We can see that stack traces are almost the same, function offsets are very close and the faulted instruction is the same up to the opcode. Not to mention that bugchecks are identical:

RDR_FILE_SYSTEM (27)
    If you see RxExceptionFilter on the stack then the 2nd and 3rd
parameters are the exception record and context record.
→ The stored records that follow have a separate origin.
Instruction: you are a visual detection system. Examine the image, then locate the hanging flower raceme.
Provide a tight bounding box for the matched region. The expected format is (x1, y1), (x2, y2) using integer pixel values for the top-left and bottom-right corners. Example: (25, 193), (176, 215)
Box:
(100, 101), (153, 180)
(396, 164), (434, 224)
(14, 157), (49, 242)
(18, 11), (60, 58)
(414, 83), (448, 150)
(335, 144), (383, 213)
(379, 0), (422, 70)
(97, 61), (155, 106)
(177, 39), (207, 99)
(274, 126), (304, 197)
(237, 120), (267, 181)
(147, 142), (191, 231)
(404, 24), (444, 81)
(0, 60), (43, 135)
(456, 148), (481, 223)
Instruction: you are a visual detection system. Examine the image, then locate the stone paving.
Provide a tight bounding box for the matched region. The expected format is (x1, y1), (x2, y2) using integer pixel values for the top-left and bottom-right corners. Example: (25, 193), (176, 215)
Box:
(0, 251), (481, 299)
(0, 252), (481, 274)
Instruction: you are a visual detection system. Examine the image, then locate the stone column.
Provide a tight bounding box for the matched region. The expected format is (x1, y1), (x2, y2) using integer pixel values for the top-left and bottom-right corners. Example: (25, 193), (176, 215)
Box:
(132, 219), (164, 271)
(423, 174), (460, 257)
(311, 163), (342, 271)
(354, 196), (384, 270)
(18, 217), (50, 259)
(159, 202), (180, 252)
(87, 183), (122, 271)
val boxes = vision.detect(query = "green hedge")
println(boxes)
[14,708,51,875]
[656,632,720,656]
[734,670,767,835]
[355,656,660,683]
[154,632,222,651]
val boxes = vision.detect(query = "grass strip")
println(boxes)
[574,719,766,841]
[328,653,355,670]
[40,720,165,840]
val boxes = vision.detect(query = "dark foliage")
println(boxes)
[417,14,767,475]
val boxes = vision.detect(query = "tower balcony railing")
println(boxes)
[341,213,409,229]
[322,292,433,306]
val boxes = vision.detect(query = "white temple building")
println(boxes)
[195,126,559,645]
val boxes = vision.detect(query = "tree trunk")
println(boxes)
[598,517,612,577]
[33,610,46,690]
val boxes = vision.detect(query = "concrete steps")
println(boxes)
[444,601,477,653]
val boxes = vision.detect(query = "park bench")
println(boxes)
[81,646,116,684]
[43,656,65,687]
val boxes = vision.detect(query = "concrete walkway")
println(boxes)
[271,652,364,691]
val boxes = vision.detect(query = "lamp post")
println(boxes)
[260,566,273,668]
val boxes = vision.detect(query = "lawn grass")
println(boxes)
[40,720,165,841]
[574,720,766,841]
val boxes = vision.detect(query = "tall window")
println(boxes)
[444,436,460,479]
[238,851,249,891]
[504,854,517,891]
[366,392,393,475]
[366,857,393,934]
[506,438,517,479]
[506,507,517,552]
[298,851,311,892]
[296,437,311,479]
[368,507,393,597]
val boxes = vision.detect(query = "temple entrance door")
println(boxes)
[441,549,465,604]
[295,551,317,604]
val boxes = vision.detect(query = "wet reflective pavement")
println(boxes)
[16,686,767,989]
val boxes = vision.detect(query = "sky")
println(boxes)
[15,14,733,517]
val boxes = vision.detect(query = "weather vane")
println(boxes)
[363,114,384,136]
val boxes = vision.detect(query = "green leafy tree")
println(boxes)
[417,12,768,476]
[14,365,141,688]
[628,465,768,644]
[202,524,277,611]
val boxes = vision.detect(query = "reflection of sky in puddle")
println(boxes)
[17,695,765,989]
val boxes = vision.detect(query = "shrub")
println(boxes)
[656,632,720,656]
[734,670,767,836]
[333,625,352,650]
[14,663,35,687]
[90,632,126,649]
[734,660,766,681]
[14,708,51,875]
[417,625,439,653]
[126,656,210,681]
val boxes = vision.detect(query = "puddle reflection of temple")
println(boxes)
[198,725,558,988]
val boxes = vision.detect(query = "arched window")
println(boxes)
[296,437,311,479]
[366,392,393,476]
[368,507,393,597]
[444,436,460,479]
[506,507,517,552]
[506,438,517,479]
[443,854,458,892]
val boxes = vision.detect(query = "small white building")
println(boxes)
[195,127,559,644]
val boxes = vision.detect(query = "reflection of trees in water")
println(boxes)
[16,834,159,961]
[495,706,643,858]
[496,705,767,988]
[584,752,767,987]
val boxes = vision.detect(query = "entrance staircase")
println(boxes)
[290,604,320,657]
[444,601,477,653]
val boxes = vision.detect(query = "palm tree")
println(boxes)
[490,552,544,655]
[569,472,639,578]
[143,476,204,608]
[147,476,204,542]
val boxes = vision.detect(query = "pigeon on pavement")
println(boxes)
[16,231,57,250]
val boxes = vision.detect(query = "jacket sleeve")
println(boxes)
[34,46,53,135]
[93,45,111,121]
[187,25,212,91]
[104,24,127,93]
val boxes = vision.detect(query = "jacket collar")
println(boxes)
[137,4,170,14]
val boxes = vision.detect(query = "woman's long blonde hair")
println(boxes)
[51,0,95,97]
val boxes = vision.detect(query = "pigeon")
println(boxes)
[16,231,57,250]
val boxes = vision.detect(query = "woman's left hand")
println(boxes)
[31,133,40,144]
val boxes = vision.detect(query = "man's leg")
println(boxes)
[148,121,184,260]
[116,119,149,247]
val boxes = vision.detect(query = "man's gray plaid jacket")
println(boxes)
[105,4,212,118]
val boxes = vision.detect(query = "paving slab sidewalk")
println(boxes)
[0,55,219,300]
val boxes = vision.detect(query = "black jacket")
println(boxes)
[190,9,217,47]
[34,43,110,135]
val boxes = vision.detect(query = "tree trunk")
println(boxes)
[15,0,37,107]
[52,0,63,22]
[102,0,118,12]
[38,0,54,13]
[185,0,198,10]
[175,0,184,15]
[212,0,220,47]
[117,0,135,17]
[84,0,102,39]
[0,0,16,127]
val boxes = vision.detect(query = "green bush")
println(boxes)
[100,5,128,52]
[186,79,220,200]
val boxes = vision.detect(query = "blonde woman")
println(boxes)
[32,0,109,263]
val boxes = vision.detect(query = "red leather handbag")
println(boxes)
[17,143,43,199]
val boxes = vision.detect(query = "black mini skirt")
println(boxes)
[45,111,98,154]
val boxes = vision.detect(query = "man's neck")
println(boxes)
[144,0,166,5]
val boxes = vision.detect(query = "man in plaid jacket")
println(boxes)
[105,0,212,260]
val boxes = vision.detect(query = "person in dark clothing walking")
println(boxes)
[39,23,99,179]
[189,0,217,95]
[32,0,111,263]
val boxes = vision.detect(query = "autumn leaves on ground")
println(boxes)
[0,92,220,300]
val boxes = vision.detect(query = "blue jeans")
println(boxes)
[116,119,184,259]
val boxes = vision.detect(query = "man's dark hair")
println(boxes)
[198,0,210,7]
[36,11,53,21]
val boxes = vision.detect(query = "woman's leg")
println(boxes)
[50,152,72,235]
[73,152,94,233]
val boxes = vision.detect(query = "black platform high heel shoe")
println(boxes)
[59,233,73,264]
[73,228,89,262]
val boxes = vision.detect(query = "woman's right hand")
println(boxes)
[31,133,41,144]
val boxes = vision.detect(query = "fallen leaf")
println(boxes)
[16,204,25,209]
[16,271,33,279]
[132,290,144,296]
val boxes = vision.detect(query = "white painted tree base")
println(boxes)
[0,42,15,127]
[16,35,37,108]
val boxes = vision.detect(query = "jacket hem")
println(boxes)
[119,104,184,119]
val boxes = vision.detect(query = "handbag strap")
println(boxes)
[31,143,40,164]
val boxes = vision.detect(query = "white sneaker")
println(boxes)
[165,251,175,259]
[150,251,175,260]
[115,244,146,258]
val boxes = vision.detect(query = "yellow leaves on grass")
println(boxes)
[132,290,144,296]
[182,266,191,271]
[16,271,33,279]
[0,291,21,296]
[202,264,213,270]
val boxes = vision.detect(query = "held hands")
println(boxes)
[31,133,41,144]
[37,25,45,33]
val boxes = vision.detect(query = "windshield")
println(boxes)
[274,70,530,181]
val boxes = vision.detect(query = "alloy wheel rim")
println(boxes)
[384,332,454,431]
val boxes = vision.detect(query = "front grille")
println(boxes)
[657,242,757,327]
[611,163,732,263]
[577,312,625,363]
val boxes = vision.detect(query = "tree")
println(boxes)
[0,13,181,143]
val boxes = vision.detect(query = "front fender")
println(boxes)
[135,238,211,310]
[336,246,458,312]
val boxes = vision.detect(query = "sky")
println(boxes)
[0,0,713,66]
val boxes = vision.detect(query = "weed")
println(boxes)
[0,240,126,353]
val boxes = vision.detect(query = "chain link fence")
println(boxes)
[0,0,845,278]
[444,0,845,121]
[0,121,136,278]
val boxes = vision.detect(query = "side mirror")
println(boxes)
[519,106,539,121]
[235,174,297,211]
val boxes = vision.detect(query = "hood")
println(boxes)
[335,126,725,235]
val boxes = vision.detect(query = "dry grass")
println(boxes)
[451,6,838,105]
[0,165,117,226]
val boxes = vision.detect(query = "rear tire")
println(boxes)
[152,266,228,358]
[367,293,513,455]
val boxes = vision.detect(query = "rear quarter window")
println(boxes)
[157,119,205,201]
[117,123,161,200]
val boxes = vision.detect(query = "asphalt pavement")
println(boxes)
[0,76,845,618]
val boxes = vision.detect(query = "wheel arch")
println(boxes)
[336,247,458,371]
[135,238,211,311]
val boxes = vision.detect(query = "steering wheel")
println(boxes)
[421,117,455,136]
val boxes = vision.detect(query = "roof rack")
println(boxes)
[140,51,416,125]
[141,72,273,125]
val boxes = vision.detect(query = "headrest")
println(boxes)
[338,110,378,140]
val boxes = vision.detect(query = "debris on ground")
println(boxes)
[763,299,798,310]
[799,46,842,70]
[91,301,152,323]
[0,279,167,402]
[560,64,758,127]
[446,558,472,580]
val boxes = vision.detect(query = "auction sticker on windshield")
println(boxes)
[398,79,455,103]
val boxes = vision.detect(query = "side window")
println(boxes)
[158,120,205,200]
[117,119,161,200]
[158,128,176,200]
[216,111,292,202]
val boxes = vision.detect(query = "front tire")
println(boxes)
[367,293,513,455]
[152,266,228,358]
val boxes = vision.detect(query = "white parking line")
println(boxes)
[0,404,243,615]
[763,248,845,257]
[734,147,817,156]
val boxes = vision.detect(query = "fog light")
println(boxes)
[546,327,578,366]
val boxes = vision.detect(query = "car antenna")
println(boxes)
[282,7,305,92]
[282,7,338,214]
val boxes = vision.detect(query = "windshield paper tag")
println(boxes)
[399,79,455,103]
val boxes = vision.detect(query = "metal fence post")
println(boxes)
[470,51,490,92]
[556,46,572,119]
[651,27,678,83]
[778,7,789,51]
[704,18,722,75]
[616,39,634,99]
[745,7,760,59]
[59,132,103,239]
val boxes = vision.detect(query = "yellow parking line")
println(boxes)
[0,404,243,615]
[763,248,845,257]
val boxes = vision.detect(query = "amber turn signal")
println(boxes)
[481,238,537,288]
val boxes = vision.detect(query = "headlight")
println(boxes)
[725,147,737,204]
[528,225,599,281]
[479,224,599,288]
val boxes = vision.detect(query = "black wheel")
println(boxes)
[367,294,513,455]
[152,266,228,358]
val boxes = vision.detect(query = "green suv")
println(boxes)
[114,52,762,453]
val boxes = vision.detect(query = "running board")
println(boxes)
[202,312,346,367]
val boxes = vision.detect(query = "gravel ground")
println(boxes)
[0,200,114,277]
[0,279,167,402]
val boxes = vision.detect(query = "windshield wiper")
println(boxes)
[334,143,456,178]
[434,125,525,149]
Do a .cxr on the
3rd parameter and then kb to obtain a more informative stack trace.
    The high 16 bits of the first parameter is the RDBSS bugcheck code,
which is defined as follows:
     RDBSS_BUG_CHECK_CACHESUP  = 0xca550000,
     RDBSS_BUG_CHECK_CLEANUP   = 0xc1ee0000,
     RDBSS_BUG_CHECK_CLOSE     = 0xc10e0000,
     RDBSS_BUG_CHECK_NTEXCEPT  = 0xbaad0000

Therefore, we can also say that these crashes are platformorphic. Obviously, this stems from the fact that source code was identical or almost identical for both platforms.